Both Jesus and Rizal were innocent victims, their guilt unproved against them, and their deaths instigated by men of the cloth. It was the chief priests, led by Caiaphas, who conspired to get Jesus nailed to the cross. And it was the Spanish friars who conspired to get Rizal shot in Bagumbayan. The conspiracies to put Jesus and Rizal to death bore the insolence and predisposition of the conspirators who wanted to get the heads of their victims regardless of proof of guilt or innocence.
‘Consummatum est’
Other parallels between the two lives were evident in the immediate period before their deaths. On Nov. 3, 1896, Rizal, after his third return to the Philippines, was transferred to Fort Santiago.
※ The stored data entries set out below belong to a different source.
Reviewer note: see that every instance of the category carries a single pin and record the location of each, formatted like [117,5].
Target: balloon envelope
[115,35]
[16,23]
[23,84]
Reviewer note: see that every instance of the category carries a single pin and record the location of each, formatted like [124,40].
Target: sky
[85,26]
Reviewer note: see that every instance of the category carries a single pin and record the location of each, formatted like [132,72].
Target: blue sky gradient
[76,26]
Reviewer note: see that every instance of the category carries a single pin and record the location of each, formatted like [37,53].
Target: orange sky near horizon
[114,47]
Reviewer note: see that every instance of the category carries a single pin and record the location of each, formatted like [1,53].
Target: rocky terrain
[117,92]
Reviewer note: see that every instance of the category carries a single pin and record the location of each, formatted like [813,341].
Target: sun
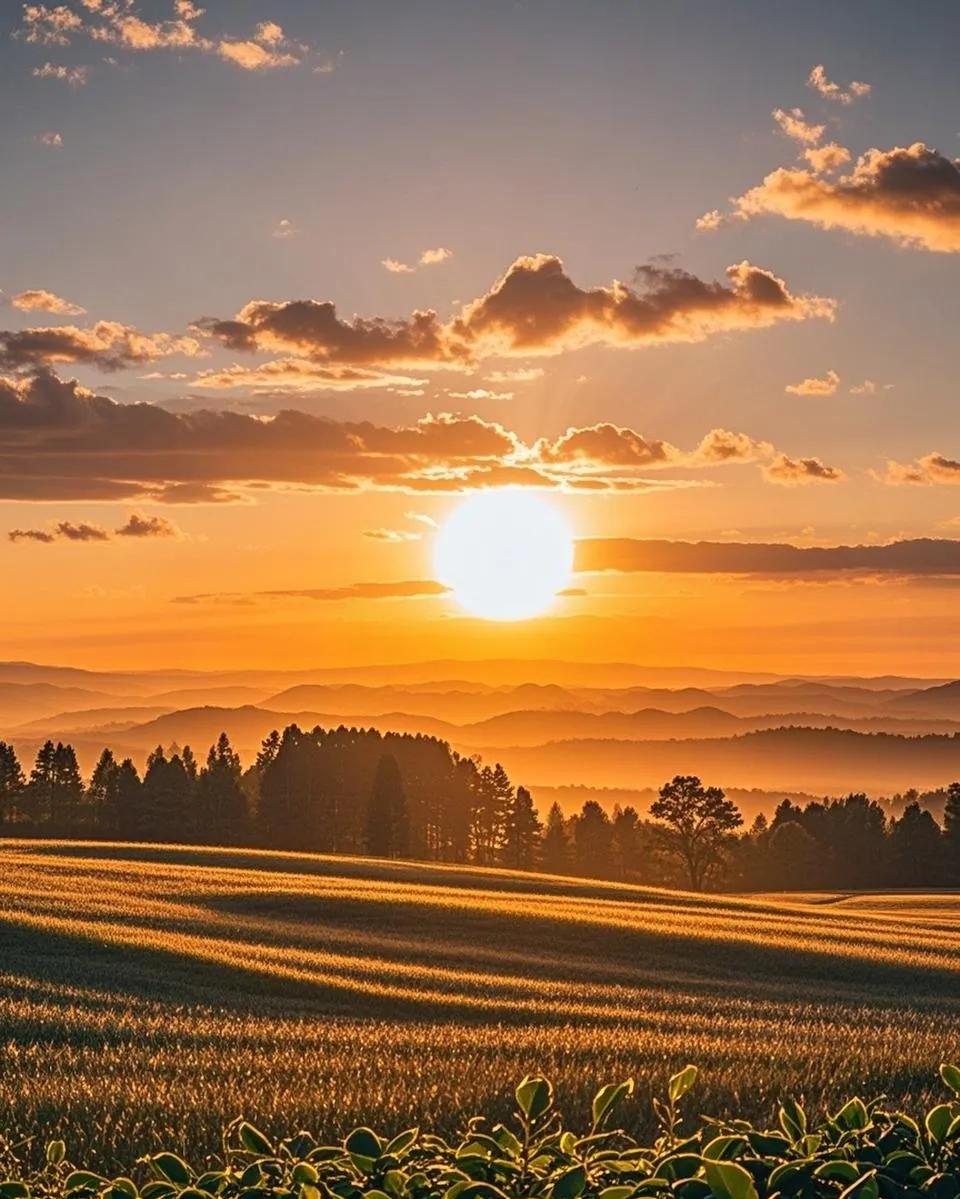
[505,554]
There he drew a scene of the Agony in the Garden of Gethsemane with the following inscription: “This is but the first station.” He had prayed that he would preserve his tranquility before his death. And when he finally fell in Bagumbayan, that fateful morning of Dec. 30, 1896, his pulse was normal, his countenance serene, and his last cry, as was that of Jesus’, was “Consummatum est!”